Singapore may be famed as one of the most expensive cities in the world, but prices are dropping, with analysts giving the credit to the city-state's legions of maids.
For two years running, Singapore was ranked as the world's most expensive city by the Economist Intelligence Unit (EIU), with high price tags on clothing, transportation -- particularly the fee system for buying cars -- and housing.
But in May, the consumer price index surprised analysts by dropping a larger-than-expected 0.4 percent on-year. That's an eyebrow-raiser for an import-dependent country with a depreciating currency and rising wages.
"The surprise was driven by one of the normally mundane components: Household durables and services," Philip McNicholas, an analyst at BNP Paribas, said in a note Tuesday.
That fell 2.0 percent on year, slicing 0.3 percentage point from the monthly core consumer price index (CPI), he said.

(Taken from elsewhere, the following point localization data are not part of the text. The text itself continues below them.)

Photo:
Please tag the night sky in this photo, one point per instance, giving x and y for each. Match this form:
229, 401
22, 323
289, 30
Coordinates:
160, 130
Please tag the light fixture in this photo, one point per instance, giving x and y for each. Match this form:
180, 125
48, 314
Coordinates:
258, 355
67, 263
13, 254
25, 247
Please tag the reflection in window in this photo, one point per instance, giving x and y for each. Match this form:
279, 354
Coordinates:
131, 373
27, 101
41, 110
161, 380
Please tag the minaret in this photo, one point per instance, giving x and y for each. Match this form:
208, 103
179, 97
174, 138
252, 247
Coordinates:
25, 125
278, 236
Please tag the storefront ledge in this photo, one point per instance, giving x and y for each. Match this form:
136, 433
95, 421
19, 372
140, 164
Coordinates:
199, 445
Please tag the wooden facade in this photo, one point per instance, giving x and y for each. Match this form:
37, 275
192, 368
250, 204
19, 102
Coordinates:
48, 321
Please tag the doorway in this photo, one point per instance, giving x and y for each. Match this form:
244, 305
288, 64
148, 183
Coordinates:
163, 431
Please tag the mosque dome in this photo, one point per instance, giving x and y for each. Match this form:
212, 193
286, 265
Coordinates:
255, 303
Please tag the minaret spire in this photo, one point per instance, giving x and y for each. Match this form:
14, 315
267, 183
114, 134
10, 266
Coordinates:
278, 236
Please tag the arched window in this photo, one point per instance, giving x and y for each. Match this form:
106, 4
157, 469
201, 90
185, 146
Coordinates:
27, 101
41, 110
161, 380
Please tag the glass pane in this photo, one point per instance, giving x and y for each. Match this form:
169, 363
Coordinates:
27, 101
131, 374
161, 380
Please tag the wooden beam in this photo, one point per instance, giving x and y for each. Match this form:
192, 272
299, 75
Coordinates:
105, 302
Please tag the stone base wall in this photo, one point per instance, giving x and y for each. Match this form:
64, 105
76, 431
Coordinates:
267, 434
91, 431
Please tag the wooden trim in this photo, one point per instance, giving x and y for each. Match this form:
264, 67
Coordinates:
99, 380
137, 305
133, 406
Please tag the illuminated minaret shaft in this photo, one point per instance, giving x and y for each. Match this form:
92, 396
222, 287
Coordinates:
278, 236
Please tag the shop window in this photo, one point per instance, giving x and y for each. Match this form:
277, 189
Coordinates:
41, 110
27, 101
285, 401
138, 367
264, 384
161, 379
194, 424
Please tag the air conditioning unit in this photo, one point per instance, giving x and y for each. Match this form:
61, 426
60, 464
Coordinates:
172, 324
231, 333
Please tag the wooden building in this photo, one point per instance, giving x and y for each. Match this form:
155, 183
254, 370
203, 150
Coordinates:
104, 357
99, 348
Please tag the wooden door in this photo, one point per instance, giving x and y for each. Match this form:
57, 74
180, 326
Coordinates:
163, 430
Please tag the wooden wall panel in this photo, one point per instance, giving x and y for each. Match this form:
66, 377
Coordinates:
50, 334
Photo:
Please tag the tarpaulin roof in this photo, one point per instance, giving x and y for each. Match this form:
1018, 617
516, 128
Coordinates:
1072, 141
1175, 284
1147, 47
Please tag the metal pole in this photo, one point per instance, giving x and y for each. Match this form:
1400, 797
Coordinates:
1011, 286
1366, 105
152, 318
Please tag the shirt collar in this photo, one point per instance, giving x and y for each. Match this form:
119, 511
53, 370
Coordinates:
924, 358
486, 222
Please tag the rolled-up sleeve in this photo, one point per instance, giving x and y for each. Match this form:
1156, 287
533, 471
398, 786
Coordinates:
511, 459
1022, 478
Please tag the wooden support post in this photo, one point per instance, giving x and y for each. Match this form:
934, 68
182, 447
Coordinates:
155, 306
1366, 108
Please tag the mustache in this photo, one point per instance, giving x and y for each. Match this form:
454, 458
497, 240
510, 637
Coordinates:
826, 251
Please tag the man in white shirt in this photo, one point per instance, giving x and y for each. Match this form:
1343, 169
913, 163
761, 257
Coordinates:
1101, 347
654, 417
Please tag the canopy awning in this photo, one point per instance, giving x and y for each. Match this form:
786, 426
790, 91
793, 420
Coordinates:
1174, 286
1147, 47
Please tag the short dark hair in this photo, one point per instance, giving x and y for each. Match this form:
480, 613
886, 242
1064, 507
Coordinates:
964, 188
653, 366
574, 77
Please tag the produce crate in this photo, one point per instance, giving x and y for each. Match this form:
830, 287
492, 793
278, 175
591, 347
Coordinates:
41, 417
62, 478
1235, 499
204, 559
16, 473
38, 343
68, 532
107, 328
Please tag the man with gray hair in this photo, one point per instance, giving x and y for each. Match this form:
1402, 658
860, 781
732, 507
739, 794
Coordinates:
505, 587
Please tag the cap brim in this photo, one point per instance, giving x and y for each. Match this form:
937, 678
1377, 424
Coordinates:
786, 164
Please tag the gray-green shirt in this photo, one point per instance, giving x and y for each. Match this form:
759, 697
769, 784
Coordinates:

"The reason for this sharp swing was the halving of the foreign domestic worker (i.e. maid) levy that was announced by the government earlier this year in the budget."
Why was one item in the budget big enough to push the island-nation toward outright deflation?
Singapore has around 220,000 maids, officially called foreign domestic helpers.
The government requires their employers to pay a monthly levy as a pricing mechanism to regulate the number of foreign workers.
The normal rate is 265 Singapore dollars a month ($197), but the government has a "concessionary" rate for families who need help caring for young children, people with disabilities or the elderly.
In the latest budget, the government expanded the number of families eligible for that rate as well as cutting it by half to 60 Singapore dollars a month -- a step it estimated would affect nearly 145,000 households.
The city-state's notoriously studious students can also get a bit of extra credit for the price declines: another budget measure eliminated examination fees at government-funded and poly-technical schools, something which could save families around 900 Singapore dollars a year.
Some of the price changes might cost Singapore its most-expensive crown. The housing component of CPI fell 3.8 percent on-year in May after declining a similar amount in April, as newly developed properties hit an oversupplied market.
Additionally, while transportation costs were up 0.9 percent from a year earlier, many analysts expect those prices will decline as the government will increase the number of permits to own a vehicle, known as Certificate of Entitlements (COEs), by 42 percent in the second quarter. Private transportation costs account for nearly 12 percent of the CPI basket.
Singapore's grocery shoppers are also likely to get more bang for their Singaporean buck. While the Singapore dollar has lost value against the U.S. dollar, it's gained ground against a steadily weakening Malaysian ringgit, bringing down the costs of food imported from the city-state's northern neighbor.
Since the beginning of the year, the Singapore dollar has fallen around 2 percent against the U.S. dollar, but it's gained around 6 percent against the .
"That may translate into lower wholesale prices for several food categories (particularly fruits & vegetables). In fact, we think that in next month's CPI report, we may see even lower food inflation," Francis Tan, an economist at UOB, said in a note Tuesday. "At slightly more than 20 percent of the entire consumption basket, significant slowdown in food inflation will likely impact core inflation to a bigger extent."
It isn't always clear how much of the ringgit's declines will get passed through to Singapore's consumers when they shop for fresh foods. Fruit sellers at the Tanjong Pagar wet market in Singapore's central business district told CNBC that prices for one of the city-state's favorite fruits, the odiferous durian, can still vary widely depending on size and type, despite being sourced from Malaysia.